Speaking to an audience of more than 400 students Monday night, the director of films including "Do the Right Thing" and "Malcolm X" repeated the complaints he's made at colleges and universities over the past year.

"I've always felt you can feel the progress of African Americans by listening to their music," Lee said. "Some of this 'gangsta rap' stuff, it's not doing anybody any good. This stuff is really dangerous."


--For several years we've been hearing both conservative and liberal commentators complaining about how the modern hip-hop bling-bling culture screws over urban youth. But these guys have all been oldish, not that hip, and frankly not powerful enough in youth-oriented media to make a difference in youth culture. Spike Lee, I think, can do something about it... perhaps the next Bamboozled could puncture the street pretensions of Jay-Z and P.Diddy?

But then, I'm probably not an authority on these matters. I don't even own any rap CDs.


 
The next hit reality series:

"CBS executives announced Monday that they have begun filming Antebellum Island, a new "alternate reality" series in which 12 strangers compete for $1 million while isolated on an island still under Confederate rule.

[...]

Executives were reluctant to reveal the themes for Antebellum's weekly competitions, but said contests might include skeet shooting, quilting bees, formal-dress cotillions, and working at a textile factory on the west side of the island for the entire show's duration with no chance at the $1 million prize."


Personally, I would love to see this project come to fruition. First of all (nitpicky history geek in me), it would instruct America that the Rebel Battle Jack is not the real Confederate flag. Secondly, it'd be a damn better show than "Dixie Stampede". And finally, it'd provide a nice reality check to all of that Confederate nostalgia that's been floating around the South since ~1866.

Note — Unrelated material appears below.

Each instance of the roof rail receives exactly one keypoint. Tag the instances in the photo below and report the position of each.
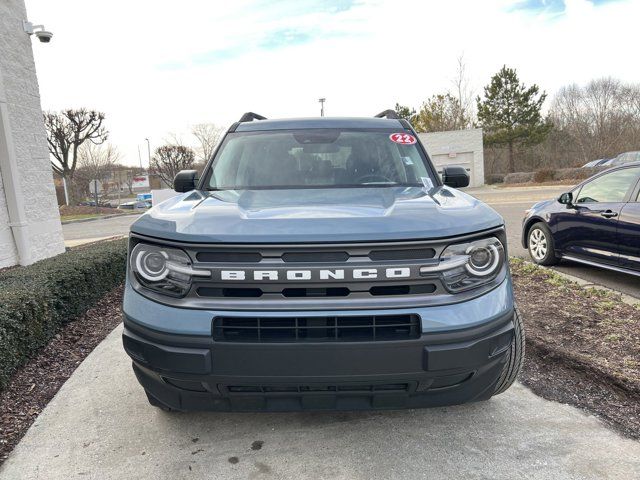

But a quick heads up to the boys in naming: "Antebellum" means "before the war". Why not just "Confederate Island"?


 
Woohoo!

But wait a minute. CNN's claiming that only Muslims were complaining about the registration requirements? Our campus chapter of the ACLU had a letter-writing campaign; I sat at a table in the Reynolds Club for an hour trying to get passerby to sign form letters to their senators protesting the law and its enforcement*. This wasn't a Muslim or Arab issue, this was an equality-before-the-law-during-wartime issue.

Oh, wait, there's a mention of the ACLU... two-thirds of the way down. As if we didn't really do anything.

*A sidenote: During a discussion with Geoffery Stone, an expert in civil liberties during wartime, writer of the Korematsu amicus brief, etc., one of us asked about Stone's feelings about registration of aliens in general. Professor Stone here mentioned that during WWII and the Cold War, all aliens in the country who weren't permanent residents had to periodically register with the government--you just went to the post office, kind of like how U.S. citizens get their passports. This seems to me to be a far more sensible solution; terrorists can come from anywhere. And by having all aliens register, it satisfies equality-before-the-law more than the Bush plan did.


 
Sorry about the hiatus. Regular blogging to resume... now.